Los medios pueden generar un círculo vicioso o virtuoso, al reflejar correctamente o no los procesos del sistema de justicia que se implementa en México. La comunicación diaria de todas las instituciones con los medios y la eficiencia para responder a sus dudas es fundamental. Sin embargo, nunca será posible hacer un trabajo judicial que “complazca” a los medios. Triste son en la historia de México los casos en los que se han fabricado escenarios para saciar la avidez mediática e irreparable la consecuencia legal que han tenido, con la absolución de detenidos que hasta el día de hoy los ciudadanos desconocen si fueron culpables o inocentes. Una gran disertación sobre las violaciones al debido proceso en el llamado “caso Cassez” fueron objeto de una conferencia en el Poder Judicial de Yucatán en el año 2005 por la Ministra Olga María Sánchez Cordero, quien aseguró que “la Constitución no permite penas anticipadas”.[21]
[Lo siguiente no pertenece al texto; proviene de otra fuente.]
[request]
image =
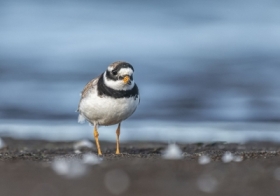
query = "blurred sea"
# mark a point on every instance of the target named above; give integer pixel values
(195, 61)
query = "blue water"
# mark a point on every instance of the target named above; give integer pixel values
(194, 61)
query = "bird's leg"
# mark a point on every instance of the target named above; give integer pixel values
(95, 133)
(118, 132)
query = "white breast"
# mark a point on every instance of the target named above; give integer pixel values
(107, 110)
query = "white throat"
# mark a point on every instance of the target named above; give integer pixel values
(118, 84)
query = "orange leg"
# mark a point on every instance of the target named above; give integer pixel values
(95, 133)
(118, 132)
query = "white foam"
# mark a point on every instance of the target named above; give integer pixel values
(172, 151)
(204, 159)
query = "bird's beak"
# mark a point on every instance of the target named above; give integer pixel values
(126, 80)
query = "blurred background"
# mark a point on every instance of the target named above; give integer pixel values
(195, 61)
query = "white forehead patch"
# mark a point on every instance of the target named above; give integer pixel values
(125, 71)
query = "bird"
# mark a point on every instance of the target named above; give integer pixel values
(109, 99)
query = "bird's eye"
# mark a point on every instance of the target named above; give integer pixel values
(114, 72)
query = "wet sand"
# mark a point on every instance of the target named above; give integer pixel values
(26, 169)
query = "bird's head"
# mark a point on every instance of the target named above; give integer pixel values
(119, 76)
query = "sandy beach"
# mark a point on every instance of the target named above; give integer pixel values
(27, 168)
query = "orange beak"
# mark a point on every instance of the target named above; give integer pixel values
(126, 80)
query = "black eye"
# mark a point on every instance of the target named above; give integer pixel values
(114, 72)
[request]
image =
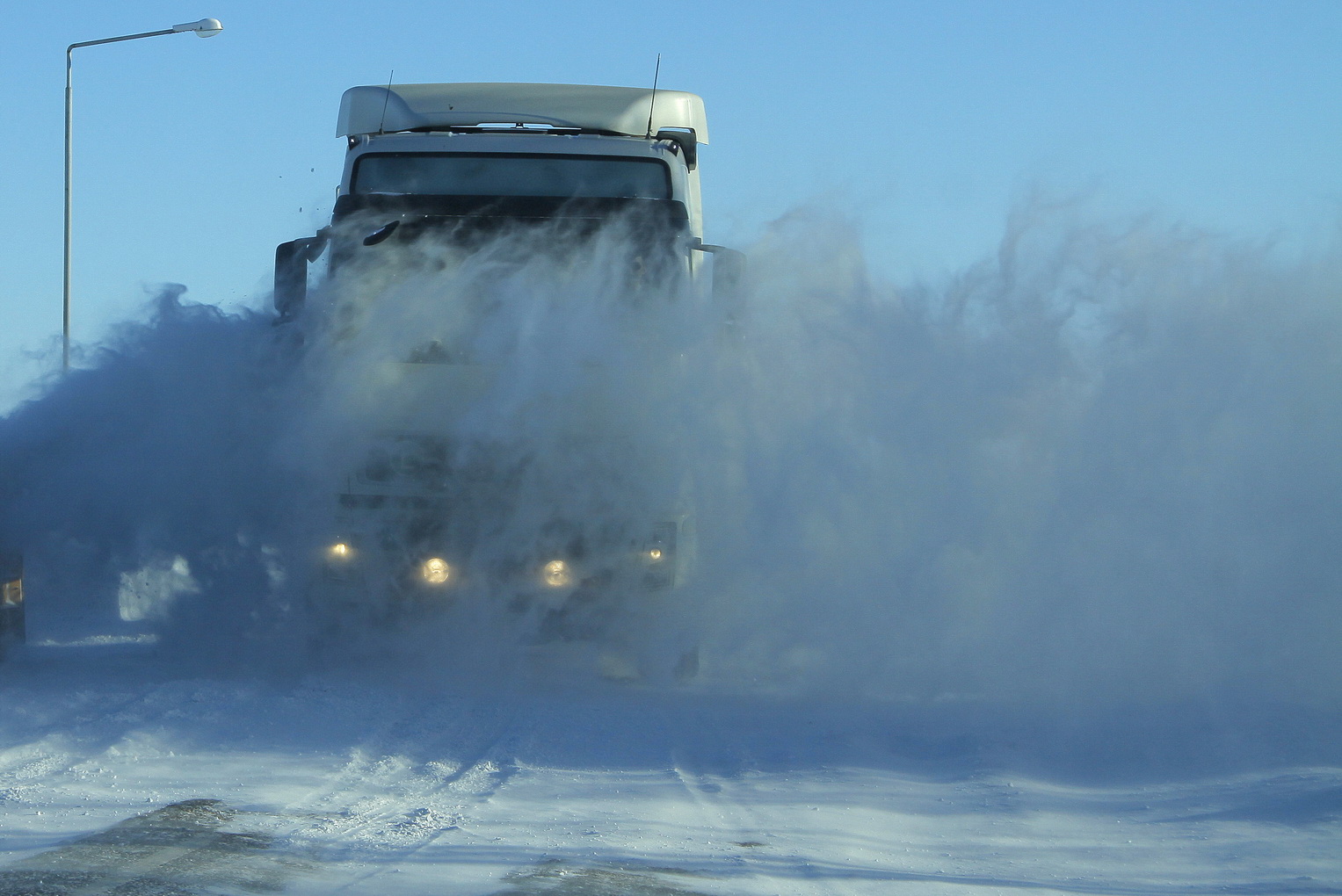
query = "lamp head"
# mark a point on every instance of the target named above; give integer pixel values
(203, 28)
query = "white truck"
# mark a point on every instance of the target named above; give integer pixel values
(458, 164)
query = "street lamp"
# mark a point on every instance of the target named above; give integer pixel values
(203, 28)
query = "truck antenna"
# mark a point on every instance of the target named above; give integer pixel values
(652, 104)
(386, 99)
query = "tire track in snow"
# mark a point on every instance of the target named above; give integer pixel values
(417, 777)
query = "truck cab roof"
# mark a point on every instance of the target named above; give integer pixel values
(631, 112)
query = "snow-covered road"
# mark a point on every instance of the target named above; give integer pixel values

Las instituciones -justamente la Suprema Corte es un ejemplo- estamos poniendo al alcance de cualquier ciudadano la información relacionada con los procesos y varios Poderes Judiciales, el de Yucatán entre ellos, tienen agendas públicas en las que dan a conocer las fechas, horas y tipo de audiencias en sus juzgados e incluso publican sus resoluciones más relevantes que difunden en medios impresos, digitales y redes, ello no implica que puedan alejarse de los tiempos procesales que la ley establece.
Es decir, un juez no debería verse impactado, en sus resoluciones, por la presión que alguna de las partes manifieste en los medios de comunicación. Porque de ser así estaríamos colaborando, aquí sí, a crear un “proceso paralelo”.

Lo que es un hecho es que si la reforma penal postula una mejoría en el sistema actual de impartición de justicia, ésta solo será percibida si la sociedad tiene conciencia de ello y si los resultados se reflejan en la opinión pública en forma coherente, creíble y sostenida. Es decir, en las sentencias, resoluciones y en el trabajo judicial, policial y ministerial.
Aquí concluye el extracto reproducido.